🤖 AI Summary
This work proposes a serial 8-bit hardware accelerator based on a shared multi-precision datapath to address the low-power and low-latency requirements of real-time acoustic drone detection and temporal tracking on edge devices. The design employs a layer-wise, 1D feature-driven CNN architecture that integrates mixed-precision quantization (FP32/BF16/INT8/FXP8), structured channel pruning, and serialized dense layer processing to significantly reduce computational complexity while preserving high accuracy. Implemented on a Pynq-Z2 FPGA, the system achieves 89.91% detection accuracy in FP32 mode, with less than 2.5% accuracy degradation in 8-bit mode, consuming only 0.94 W and exhibiting an end-to-end latency of 116 ms.
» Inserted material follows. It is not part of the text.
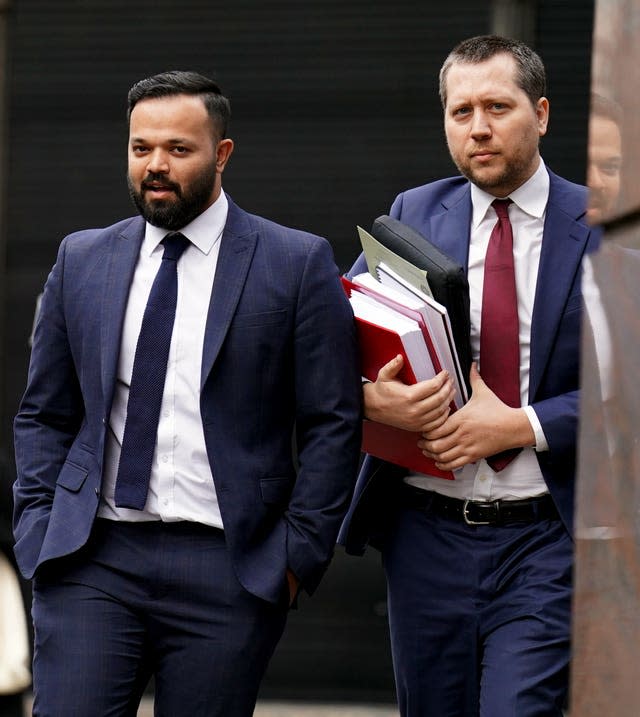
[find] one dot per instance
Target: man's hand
(482, 427)
(421, 407)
It also reduces logic resource usage by 5–9% compared to parallel counterparts. ASIC synthesis results show a core area of 3.29 mm², a maximum operating frequency of 1.56 GHz, and a total power consumption of 1.65 W.
📝 Abstract
Real-time unmanned aerial vehicle (UAV) acoustic detection at the edge demands low-latency inference under strict power and hardware limits. This paper presents SHIELD8-UAV, a sequential 8-bit hardware implementation of a precision-aware 1D feature-driven CNN (1D-F-CNN) accelerator for continuous acoustic monitoring. The design performs layer-wise execution on a shared multi-precision datapath, eliminating the need for replicated processing elements. A layer-sensitivity quantisation framework supports FP32, BF16, INT8, and FXP8 modes, while structured channel pruning reduces the flattened feature dimension from 35,072 to 8,704 (75%), thereby lowering serialised dense-layer cycles. The model achieves 89.91% detection accuracy in FP32 with less than 2.5% degradation in 8-bit modes. The accelerator uses 2,268 LUTs and 0.94 W power with 116 ms end-to-end latency, achieving 37.8% and 49.6% latency reduction compared with QuantMAC and LPRE, respectively, on a Pynq-Z2 FPGA, and 5-9% lower logic usage than parallel designs. ASIC synthesis in UMC 40 nm technology shows a maximum operating frequency of 1.56 GHz, 3.29 mm2 core area, and 1.65 W total power. These results demonstrate that sequential execution combined with precision-aware quantisation and serialisation-aware pruning enables practical low-energy edge inference without relying on massive parallelism.